As the funeral ends, people drift outside to the graveyard, set on a hill circled by scrub pines that sway in the wind like Mary Lee when she sings. Here lies her husband, Rubin, who died seven years ago, though being dead didn’t stop him from visiting Mary Lee when she was in the hospital having her kidney out. He stood over her bed and they had a sweet visit, because he couldn’t beat her anymore.

"It’s been Mary Lee’s experience that, even more than death, people are terrified at the prospect of a long story."

Mary Lee misses Rubin but not those beatings. Once, during a lull in the violence, Mary Lee dreamed that Rubin would apologize for every time he slapped her, every time he punched her, even the time he chased her with a shotgun, a scene that brought Sheriff Lummie to the house. He would even apologize for the time he hurled a butcher knife at her. ‘If I hadn’t got behind the tree, I’d got it,’ she says. ‘The knife stuck right in that tree.’

In the morning, when Rubin refused to apologize as he did in the dream, Mary Lee took $35 of Pleasant Grove money (‘I placed it back later’) and bought a bus ticket to New York City, the farthest she ever got from Gee’s Bend.

Standing outside the Manhattan bus depot--threadbare coat, innocent smile--she was easy prey. Men fluttered around her like moths. At last, a cabdriver spotted her and pulled over. She gave him the address of a brother in the Bronx, then leaned forward, her face in the front seat.

‘Sit back,’ the driver said, angry. ‘Relax!’

‘I don’t know how to relax,’ she said.

New York was magic. She got a job, made friends, went to a Harlem dance club and pretended to be drunk, so as not to stand out. But the Hudson wasn’t Alabama, and after a month she missed Gee’s Bend in her bones. When Wisdom wrote that it was time to come home, she agreed.

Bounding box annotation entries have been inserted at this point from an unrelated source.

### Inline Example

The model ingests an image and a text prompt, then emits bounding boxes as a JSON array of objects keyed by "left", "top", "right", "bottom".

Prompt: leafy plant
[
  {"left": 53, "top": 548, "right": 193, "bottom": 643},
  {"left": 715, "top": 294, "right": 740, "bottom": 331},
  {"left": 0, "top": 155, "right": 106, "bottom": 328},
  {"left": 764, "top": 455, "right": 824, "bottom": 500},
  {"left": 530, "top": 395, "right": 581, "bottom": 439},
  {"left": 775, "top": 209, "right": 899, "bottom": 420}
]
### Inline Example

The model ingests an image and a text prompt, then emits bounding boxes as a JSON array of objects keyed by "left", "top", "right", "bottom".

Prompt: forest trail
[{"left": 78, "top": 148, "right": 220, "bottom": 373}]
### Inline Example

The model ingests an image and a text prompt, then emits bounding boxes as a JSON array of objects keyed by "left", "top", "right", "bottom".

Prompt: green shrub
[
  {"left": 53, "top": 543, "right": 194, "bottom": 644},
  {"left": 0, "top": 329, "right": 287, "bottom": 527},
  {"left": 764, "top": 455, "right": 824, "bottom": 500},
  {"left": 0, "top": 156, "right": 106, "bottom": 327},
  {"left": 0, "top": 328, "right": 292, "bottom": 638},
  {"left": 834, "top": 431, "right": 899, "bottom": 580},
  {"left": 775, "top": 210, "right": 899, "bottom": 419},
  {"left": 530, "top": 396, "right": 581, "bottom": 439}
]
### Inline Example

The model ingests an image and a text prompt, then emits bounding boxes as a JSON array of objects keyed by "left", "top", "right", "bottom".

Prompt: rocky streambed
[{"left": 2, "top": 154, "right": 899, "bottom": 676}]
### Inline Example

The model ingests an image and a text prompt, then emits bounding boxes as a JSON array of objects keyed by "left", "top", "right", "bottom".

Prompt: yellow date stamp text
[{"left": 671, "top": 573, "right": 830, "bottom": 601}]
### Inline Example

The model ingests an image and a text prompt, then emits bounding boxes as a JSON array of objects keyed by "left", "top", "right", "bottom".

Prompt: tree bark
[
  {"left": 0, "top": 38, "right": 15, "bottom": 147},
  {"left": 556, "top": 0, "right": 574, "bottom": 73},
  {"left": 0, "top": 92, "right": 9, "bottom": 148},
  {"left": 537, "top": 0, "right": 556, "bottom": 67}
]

And when she did, Rubin apologized.

Just as she dreamed he would.

Right after he died, Rubin visited Mary Lee, and he was mighty sore. He came to her in the middle of the night and ordered her not to sleep in their bed anymore, out of respect. Then he lay down beside her, draped a heavy arm over her hip, and they slept together one last time in the bed they’d shared for 36 years.

When the sun rose, he stood and walked out the door, dissolving into the white light. ‘And I ain’t never had no more trouble from him again,’ Mary Lee says.

Every night since, she’s slept in her spare bedroom, honoring a difficult husband’s last request. Rubin was a hard man to love, but she ‘loved him harder than anybody.’ Besides, he wasn’t the only man who beat Mary Lee. Every man in her life raised a hand to her in anger. Wisdom didn’t hesitate when she disobeyed. Wisdom’s uncle, Isom, whipped her soundly when she was young, for being willful. A blind former slave, Isom didn’t understand that a girl born beside a willful river can’t help but be willful now and then.

People always ask Mary Lee about the U-shaped scar on her hairline, which bears a striking resemblance to a map of the river bend. ‘When Rubin did this to me,’ she says, fingering her forehead, ‘that was the worst day of my life, because my face stayed swollen, and I ain’t had no money to go to the doctor. I just put some home remedy thing on my face. Used to keep my hair combed to that side.’

As she got braver about showing the scar, people got bolder about staring. Every time they’d ask, she’d give them the faraway look and mumble, ‘Long story.’

It’s been Mary Lee’s experience that, even more than death, people are terrified at the prospect of a long story.